Converting CSV to DataFrame in Python

·

3 min read

The article is maintained by the team at commabot.

To convert a CSV file to a DataFrame in Python, we can use the pandas library. Here's a step-by-step guide to doing this:

Install Pandas: If you haven't already installed pandas, you can do so by running the following command in your terminal or command prompt:

pip install pandas

Read the CSV File: Use the pd.read_csv() function to read your CSV file and convert it into a DataFrame. You need to specify the path to your CSV file as the function's argument. Optionally, you can specify other parameters to handle different data formats, such as delimiter, column names, and encoding.

Basic usage:

With optional parameters (for example, specifying a delimiter and skipping rows):

df = pandas.read_csv('path/to/your/file.csv', delimiter=';', skiprows=1)

Use the DataFrame: Once you have read the CSV into a DataFrame, you can start using various pandas functionalities to analyze and manipulate your data. For example, you can view the first few rows of the DataFrame with df.head().

# Import pandas library
import pandas as pd

# Read the CSV file
df = pd.read_csv('path/to/your/file.csv')

# Display the first 5 rows of the DataFrame
print(df.head())

Now let's look at a more comprehensive example. Imagine you have a CSV file named sample_data.csv with the following content:

Name,Age,Salary,Department
John Doe,28,50000,Marketing
Jane Smith,,55000,Finance
Emily Jones,22,,HR
Michael Brown,30,60000,IT
Alex Johnson,25,52000,Marketing

Notice that some data points are missing (indicated by empty fields).

Let's write a script that does the following:

  1. Read CSV: The script starts by reading the sample_data.csv file into a DataFrame.

  2. Handle Missing Values: It fills missing Age values with the average age and drops rows where Salary is missing.

  3. Filter Data: It creates a new DataFrame (marketing_df) containing only rows for employees in the Marketing department.

  4. Compute Statistics: It calculates the average, maximum, and minimum salaries across the entire dataset.

  5. Save to CSV: Finally, it saves the modified DataFrame (after handling missing values and filtering) to a new CSV file named modified_sample_data.csv, excluding the index column.

import pandas as pd

# Read the CSV file
df = pd.read_csv('sample_data.csv')

# Display the first few rows of the DataFrame
print("Original DataFrame:")
print(df.head())

# Handling missing values
# Fill missing ages with the average age
df['Age'].fillna(df['Age'].mean(), inplace=True)
# Drop rows where 'Salary' is missing
df.dropna(subset=['Salary'], inplace=True)

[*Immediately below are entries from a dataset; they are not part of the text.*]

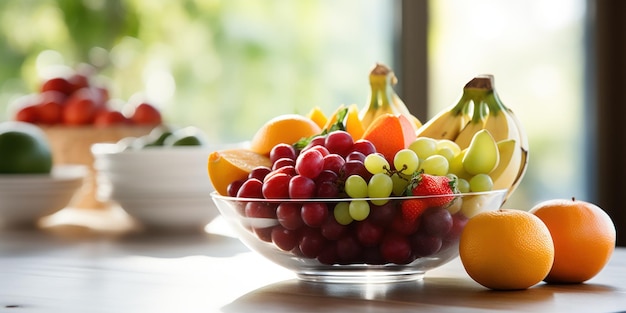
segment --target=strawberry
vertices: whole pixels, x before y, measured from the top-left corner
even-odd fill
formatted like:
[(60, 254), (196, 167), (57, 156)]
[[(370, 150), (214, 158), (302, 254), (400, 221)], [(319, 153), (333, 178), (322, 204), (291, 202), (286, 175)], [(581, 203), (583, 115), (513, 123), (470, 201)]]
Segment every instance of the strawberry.
[(409, 222), (416, 221), (427, 208), (428, 204), (424, 201), (424, 199), (404, 200), (400, 204), (402, 217)]
[[(409, 196), (451, 195), (456, 193), (456, 180), (447, 176), (435, 176), (419, 172), (407, 186)], [(449, 204), (454, 196), (430, 197), (423, 199), (428, 207), (439, 207)]]

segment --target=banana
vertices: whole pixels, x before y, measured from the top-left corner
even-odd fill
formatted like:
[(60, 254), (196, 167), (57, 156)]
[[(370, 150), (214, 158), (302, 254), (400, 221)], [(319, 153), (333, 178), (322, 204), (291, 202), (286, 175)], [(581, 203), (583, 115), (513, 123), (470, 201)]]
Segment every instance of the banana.
[(528, 136), (526, 134), (526, 131), (524, 130), (522, 123), (517, 118), (515, 113), (513, 113), (512, 110), (507, 109), (507, 113), (515, 121), (515, 126), (517, 127), (517, 131), (519, 133), (519, 138), (520, 138), (519, 139), (519, 144), (520, 144), (519, 151), (520, 151), (522, 160), (520, 163), (519, 171), (517, 173), (517, 179), (513, 182), (513, 184), (509, 188), (509, 193), (506, 195), (506, 199), (508, 199), (511, 193), (513, 193), (513, 191), (517, 189), (517, 186), (519, 186), (519, 184), (522, 182), (522, 178), (526, 174), (526, 169), (528, 168), (528, 148), (529, 148)]
[[(486, 75), (484, 77), (489, 79), (490, 89), (485, 97), (485, 102), (489, 108), (489, 114), (487, 116), (487, 120), (485, 121), (485, 129), (488, 129), (497, 141), (508, 139), (516, 141), (514, 148), (515, 155), (512, 156), (513, 164), (511, 165), (512, 168), (517, 166), (515, 179), (511, 181), (511, 178), (507, 178), (507, 183), (501, 183), (501, 187), (509, 189), (506, 196), (506, 198), (508, 198), (520, 184), (522, 177), (526, 172), (526, 168), (528, 167), (528, 137), (526, 135), (526, 131), (523, 129), (522, 123), (519, 121), (515, 113), (506, 107), (498, 97), (498, 94), (493, 86), (493, 76)], [(517, 163), (518, 156), (519, 163)], [(507, 169), (507, 171), (509, 171), (509, 169)], [(510, 171), (513, 171), (513, 169)]]
[(457, 104), (437, 113), (422, 127), (418, 128), (417, 137), (456, 139), (470, 120), (470, 116), (467, 114), (468, 103), (467, 98), (461, 97)]
[(397, 78), (387, 66), (377, 63), (369, 74), (370, 96), (369, 103), (359, 112), (363, 127), (369, 125), (380, 115), (402, 114), (413, 122), (415, 130), (422, 126), (420, 120), (406, 107), (402, 99), (393, 90)]
[(454, 139), (454, 142), (456, 142), (461, 149), (467, 148), (474, 135), (485, 127), (485, 117), (487, 113), (486, 105), (482, 102), (482, 100), (472, 101), (474, 104), (472, 119), (465, 125), (465, 127), (463, 127), (463, 129), (459, 132), (459, 135)]
[(493, 189), (510, 189), (518, 179), (519, 169), (522, 165), (522, 153), (520, 144), (515, 139), (498, 141), (500, 163), (489, 173), (493, 180)]

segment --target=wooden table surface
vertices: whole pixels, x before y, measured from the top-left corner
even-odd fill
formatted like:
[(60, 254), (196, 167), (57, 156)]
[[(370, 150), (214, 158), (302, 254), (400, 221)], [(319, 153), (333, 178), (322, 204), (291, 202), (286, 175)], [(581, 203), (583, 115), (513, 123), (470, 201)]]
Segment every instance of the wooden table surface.
[(0, 312), (626, 312), (626, 248), (579, 285), (490, 291), (458, 258), (423, 281), (321, 284), (298, 281), (215, 229), (1, 231)]

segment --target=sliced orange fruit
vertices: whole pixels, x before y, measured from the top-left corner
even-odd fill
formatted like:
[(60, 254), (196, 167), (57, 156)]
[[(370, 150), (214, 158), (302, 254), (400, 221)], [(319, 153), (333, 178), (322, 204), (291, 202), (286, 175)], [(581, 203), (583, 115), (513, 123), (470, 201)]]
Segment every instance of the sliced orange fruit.
[(324, 112), (322, 112), (322, 109), (320, 109), (319, 107), (314, 107), (313, 109), (311, 109), (311, 112), (307, 114), (307, 117), (315, 122), (315, 124), (317, 124), (317, 126), (319, 126), (320, 128), (323, 128), (328, 121), (326, 114), (324, 114)]
[(376, 151), (393, 163), (396, 153), (408, 147), (416, 138), (411, 121), (402, 114), (379, 115), (365, 130), (363, 138), (371, 141)]
[(283, 114), (267, 121), (252, 137), (250, 150), (269, 155), (279, 143), (294, 144), (302, 138), (321, 133), (322, 130), (308, 117), (298, 114)]
[(365, 126), (359, 118), (359, 108), (356, 104), (348, 107), (348, 115), (346, 116), (346, 131), (352, 135), (354, 140), (361, 139), (365, 133)]
[(257, 166), (272, 166), (269, 157), (248, 149), (213, 151), (209, 155), (208, 172), (211, 184), (220, 195), (228, 195), (228, 185), (245, 179)]

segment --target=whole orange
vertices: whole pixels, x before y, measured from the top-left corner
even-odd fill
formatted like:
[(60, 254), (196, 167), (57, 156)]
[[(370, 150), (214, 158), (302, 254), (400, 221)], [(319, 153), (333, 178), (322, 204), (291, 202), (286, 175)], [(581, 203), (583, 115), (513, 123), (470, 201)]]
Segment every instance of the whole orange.
[(598, 274), (615, 249), (615, 225), (595, 204), (580, 200), (547, 200), (531, 213), (550, 230), (554, 265), (548, 283), (582, 283)]
[(265, 122), (250, 141), (250, 150), (269, 155), (279, 143), (294, 144), (306, 137), (318, 135), (322, 129), (308, 117), (298, 114), (283, 114)]
[(554, 260), (546, 225), (527, 211), (501, 209), (472, 217), (459, 242), (463, 267), (496, 290), (527, 289), (543, 280)]

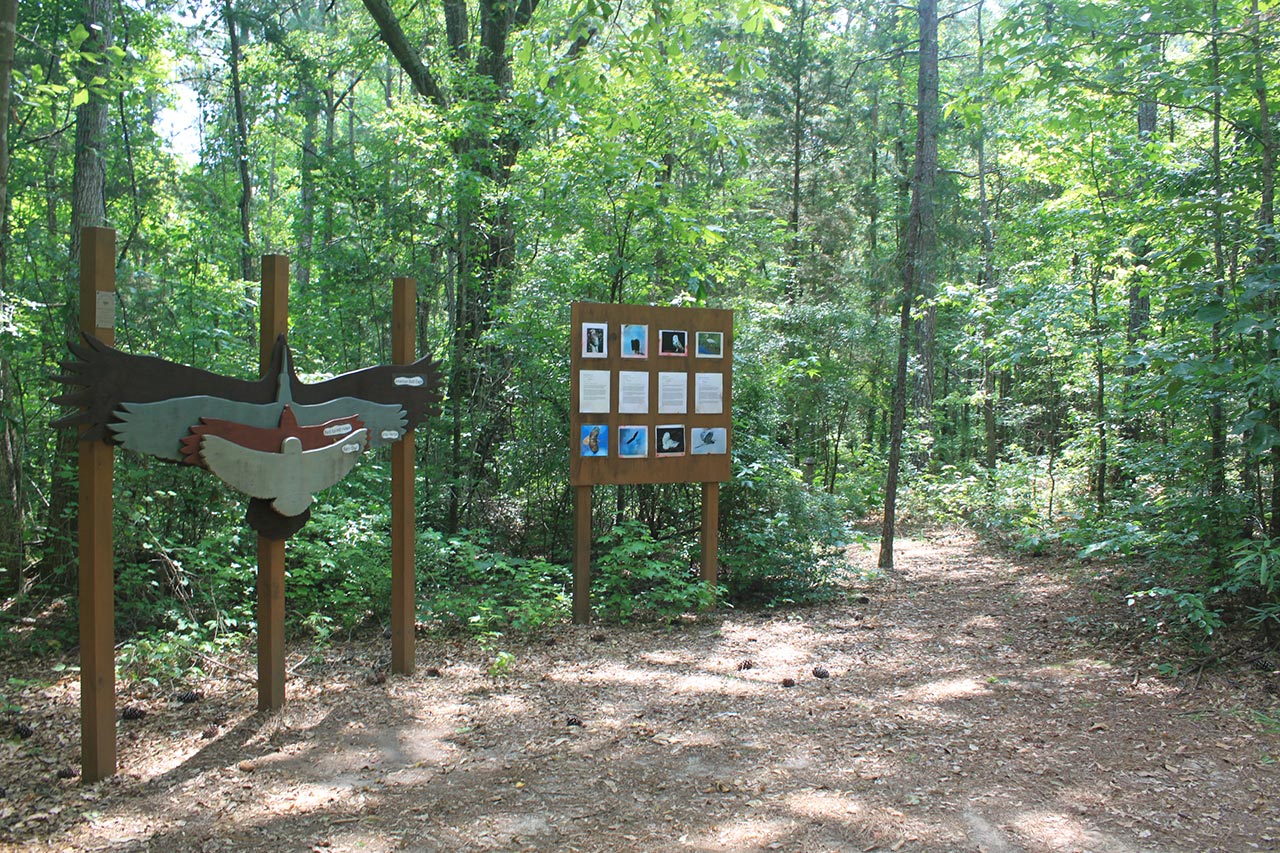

# Filter data: Select only employees in the Marketing department
marketing_df = df[df['Department'] == 'Marketing']

# Compute basic statistics for the Salary column
average_salary = df['Salary'].mean()
max_salary = df['Salary'].max()
min_salary = df['Salary'].min()

print("\nFiltered DataFrame (Marketing Department):")
print(marketing_df)

print("\nSalary Statistics:")
print(f"Average Salary: {average_salary}")
print(f"Maximum Salary: {max_salary}")
print(f"Minimum Salary: {min_salary}")

# Save the modified DataFrame to a new CSV file
df.to_csv('modified_sample_data.csv', index=False)

This example demonstrates basic data manipulation tasks with pandas, including cleaning data, filtering based on conditions, and computing statistics, which are common steps in data analysis workflows.